My wife called this morning to relay the terrible news that Andrew Breitbart has died at age 43. Andrew’s death is a catastrophe for his young family, and a grave loss for the conservative movement. Andrew was one of perhaps three or four conservatives who could truly be described as irreplaceable.
Andrew will be remembered for his astonishing energy and his utter fearlessness. His creative approach to media and to activism in general made him a unique contributor to the conservative movement. Andrew was also very funny. I will never forget how, at CPAC last year, my then-fourteen year old daughter nearly fell off her chair with laughter as Andrew mimed how, on rollerblades, he took over a group of protesting leftists and diverted them to an Applebee’s restaurant.
Andrew was a nice guy with a big heart. We know many of the people who have worked for and with him, and he seemingly was respected and beloved by all. A movie about Andrew called, I believe, “Hating Breitbart,” will be coming out in a few months. It documents a tumultuous year in Andrew’s life; from the scenes I have seen, it will be fascinating. His untimely death will put those events in a different and sadder light.

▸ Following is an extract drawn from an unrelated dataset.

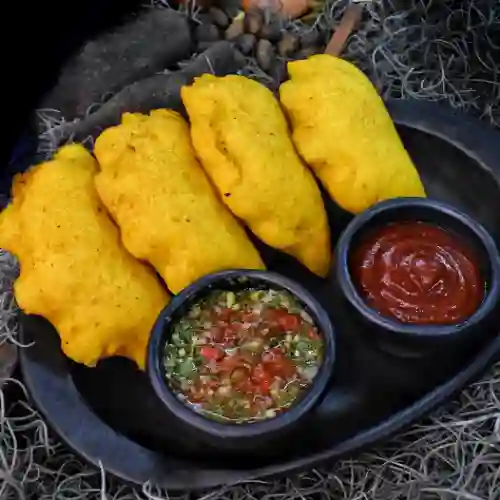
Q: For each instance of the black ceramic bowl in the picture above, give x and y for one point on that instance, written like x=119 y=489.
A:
x=252 y=437
x=411 y=340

I didn’t know Andrew well, but considered him a friend. Working with Andrew was always fun; his enthusiasm was infectious and he brought more energy to everything he did than a normal human being would consider possible. He was a warrior in the cause of freedom. Andrew cannot be replaced, but he will long serve as an inspiration to his fellow conservatives. We extend our deepest sympathy to his widow and his four children. Andrew Breitbart, RIP.

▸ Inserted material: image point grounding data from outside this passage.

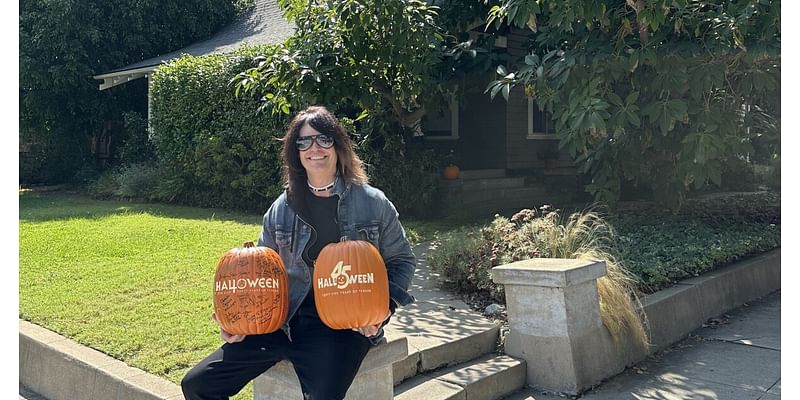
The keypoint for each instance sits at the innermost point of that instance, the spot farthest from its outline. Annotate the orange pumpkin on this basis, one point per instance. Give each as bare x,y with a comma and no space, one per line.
451,172
351,286
251,291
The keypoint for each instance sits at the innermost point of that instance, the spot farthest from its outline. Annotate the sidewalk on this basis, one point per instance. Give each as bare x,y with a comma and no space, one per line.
736,356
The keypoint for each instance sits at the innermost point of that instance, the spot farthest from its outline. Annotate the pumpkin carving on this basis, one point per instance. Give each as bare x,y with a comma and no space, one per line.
351,286
251,291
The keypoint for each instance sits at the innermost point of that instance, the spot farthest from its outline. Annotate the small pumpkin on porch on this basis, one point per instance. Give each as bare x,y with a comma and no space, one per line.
351,286
251,291
451,172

STEVE adds: News of Andrew’s passing spread quickly even down here in the internet-deprived Hillsdale College cruise in the South Atlantic. Andrew had been a speaker on the Hillsdale cruise in previous years. I didn’t know him well, but had spent some time with him now and then over the last few years. He was mildly disdainful of intellectuals like me, not because he was anti-intellectual in the least, but because he was in a hurry. My approach took too long.* He preferred the sharp and direct hand-to-hand combat with the Left, and needless to say his media genius will be irreplaceable. His various “Big” sites were rapidly making him into the Rupert Murdoch of Internet news.
* One of our times together was at the Claremont Institute’s Lincoln Fellows program a few summers back, where he challenged us political philosophy types to work harder to translate our thought into action, or help him to do so. That’s what he’d want us to do more than ever now that he’s gone.